MNI, Technische Hochschule Mittelhessen, University of Applied Sciences, Giessen 35390, Germany.
Institute for Insect Biotechnology, Justus Liebig University, Giessen 35392, Germany.
Bioinformatics. 2021 May 5;37(5):596-602. doi: 10.1093/bioinformatics/btaa845.
The discovery of sequence motifs mediating DNA-protein binding usually implies the determination of binding sites using high-throughput sequencing and peak calling. The determination of peaks, however, depends strongly on data quality and is susceptible to noise.

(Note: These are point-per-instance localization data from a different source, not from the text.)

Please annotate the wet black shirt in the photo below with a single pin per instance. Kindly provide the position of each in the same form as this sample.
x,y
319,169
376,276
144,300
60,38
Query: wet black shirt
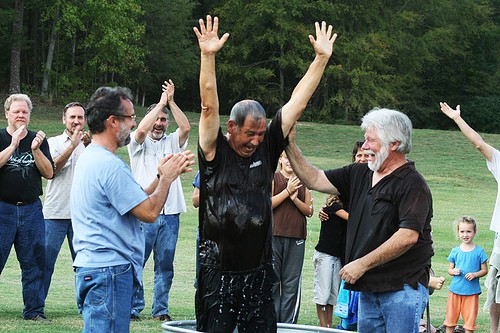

Here, we present a novel approach to reliably identify transcription factor-binding motifs from ChIP-Seq data without peak detection. By evaluating the distributions of sequencing reads around the different k-mers in the genome, we are able to identify binding motifs in ChIP-Seq data that yield no results in traditional pipelines.
NoPeak is published under the GNU General Public License and available as a standalone console-based Java application at https://github.com/menzel/nopeak.
Supplementary data are available at Bioinformatics online.
发现介导 DNA-蛋白质结合的序列基序通常意味着使用高通量测序和峰调用来确定结合位点。然而,峰的确定强烈依赖于数据质量,并且容易受到噪声的影响。
在这里,我们提出了一种新颖的方法,无需峰检测即可从 ChIP-Seq 数据中可靠地识别转录因子结合基序。通过评估基因组中不同 k-mer 周围测序读数的分布,我们能够识别在传统管道中没有结果的 ChIP-Seq 数据中的结合基序。
NoPeak 根据 GNU 通用公共许可证发布,并作为一个独立的基于控制台的 Java 应用程序在 https://github.com/menzel/nopeak 上提供。
补充数据可在 Bioinformatics 在线获得。